Rosenberg always knew he wanted to pursue a path of public service. As a student at Amherst, he learned how to think and how to question in ways that relate directly to his work in Maryland’s General Assembly, where he has served since 1983. On his very first day of classes at the College, Rosenberg had an American Studies seminar with legendary political science professor Ben Ziegler. Ziegler would become his mentor. “I would see him once a week to talk about politics,” Rosenberg recalls. “That’s when I really learned the Socratic dialogue—both in his class and in his office.”

Those lessons serve him well to this day. “As both an adjunct law professor and a committee member, I use that method—when bills are heard before my committee, when there’s debate on the floor,” he says. “Nobody down here would ever say, ‘I enjoyed that Socratic dialogue with you on your bill,’ but that’s what it is.”

Rosenberg has done a lot with what he learned from Professor Ziegler—as well as Professors Hadley Arkes and Bill Taubman. In nearly four decades as a delegate, he has written Roe v. Wade into Maryland law, expanded access to the ballot and deterred activities intended to suppress voter turnout, and extended Maryland’s civil rights law to prohibit discrimination on the basis of sexual orientation, among many other legislative accomplishments.

“The most profound thing I will ever do is to repeal Maryland’s death penalty,” says Rosenberg, who was the House of Delegates leader in this effort. “I was on campus when I learned that the repeal bill would not be petitioned to referendum. I walked across the Quad to Johnson Chapel, where the portrait of Charles Hamilton Houston is hung. Houston was Thurgood Marshall’s legal mentor. Marshall defended people facing the death penalty in Maryland courts. I touched the frame of the Houston portrait, and I felt like I had touched the Western Wall in Jerusalem.”     

Rosenberg is also responsible for creating two programs that encourage students to enter public service: one repays a portion of the educational debt of people who choose lower-paying public interest jobs and the other provides stipends to students for public service internships. “Of all the issues that I’ve worked on in 38 years in the legislature, the ones that mean the most to me are those that help people to go down the path of public service,” he says. “I’ve tried to do that with my philanthropy as well.”
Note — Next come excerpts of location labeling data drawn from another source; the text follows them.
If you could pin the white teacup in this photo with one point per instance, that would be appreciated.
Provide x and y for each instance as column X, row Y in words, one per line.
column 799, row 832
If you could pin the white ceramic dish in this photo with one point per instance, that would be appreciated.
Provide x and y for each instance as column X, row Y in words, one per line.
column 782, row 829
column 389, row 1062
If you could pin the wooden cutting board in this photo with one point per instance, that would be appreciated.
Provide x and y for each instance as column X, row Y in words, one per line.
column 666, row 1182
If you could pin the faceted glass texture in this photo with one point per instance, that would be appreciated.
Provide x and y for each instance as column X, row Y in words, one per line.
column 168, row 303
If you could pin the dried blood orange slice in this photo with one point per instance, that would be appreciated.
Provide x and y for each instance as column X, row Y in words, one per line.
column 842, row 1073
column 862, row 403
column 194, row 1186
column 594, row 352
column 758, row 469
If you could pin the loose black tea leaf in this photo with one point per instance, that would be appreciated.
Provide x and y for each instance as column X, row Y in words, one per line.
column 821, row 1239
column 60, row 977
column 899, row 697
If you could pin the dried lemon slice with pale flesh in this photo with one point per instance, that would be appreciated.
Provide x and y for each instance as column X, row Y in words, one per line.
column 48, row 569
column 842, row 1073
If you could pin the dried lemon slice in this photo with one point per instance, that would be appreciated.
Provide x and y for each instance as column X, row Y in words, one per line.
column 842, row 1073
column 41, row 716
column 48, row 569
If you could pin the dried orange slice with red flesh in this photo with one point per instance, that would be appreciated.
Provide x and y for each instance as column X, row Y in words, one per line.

And so he has. Rosenberg has made several gifts to Amherst that are variations on this theme. In 1999, he created the Sylvia C. Hecht and Benedict L. and Babette H. Rosenberg Internship Fund, honoring his grandmother and parents, to support Amherst students undertaking summer internships in nonprofit organizations and government agencies. The Rosenberg Fund for Teaching, established in 2011, is a resource for Amherst students who serve as teaching interns in underserved areas. The Rosenberg Fund for Introduction to Government and Non-Profits was created in 2014 to support the Loeb Center’s Careers in Government & Nonprofit program, which offers professional development opportunities for students who want to pursue public service, politics or nonprofit work. And the Ed Wall Fund, behind which Rosenberg was a leading force, is an endowed scholarship fund in honor of former Dean of Admissions Ed Wall.

“I graduated from Amherst with no debt, so I could do what I wanted career-wise,” Rosenberg says. “With the funds I’ve established at the College, I’ve tried to make that a little more possible for some of today’s students.”

As he reflects on all that he’s been able to get done in his home state’s legislature, Rosenberg expresses both clarity and gratitude: “This is the job I should have, and I hope that the things I’ve funded at Amherst will, in some small way, help others to find the same.”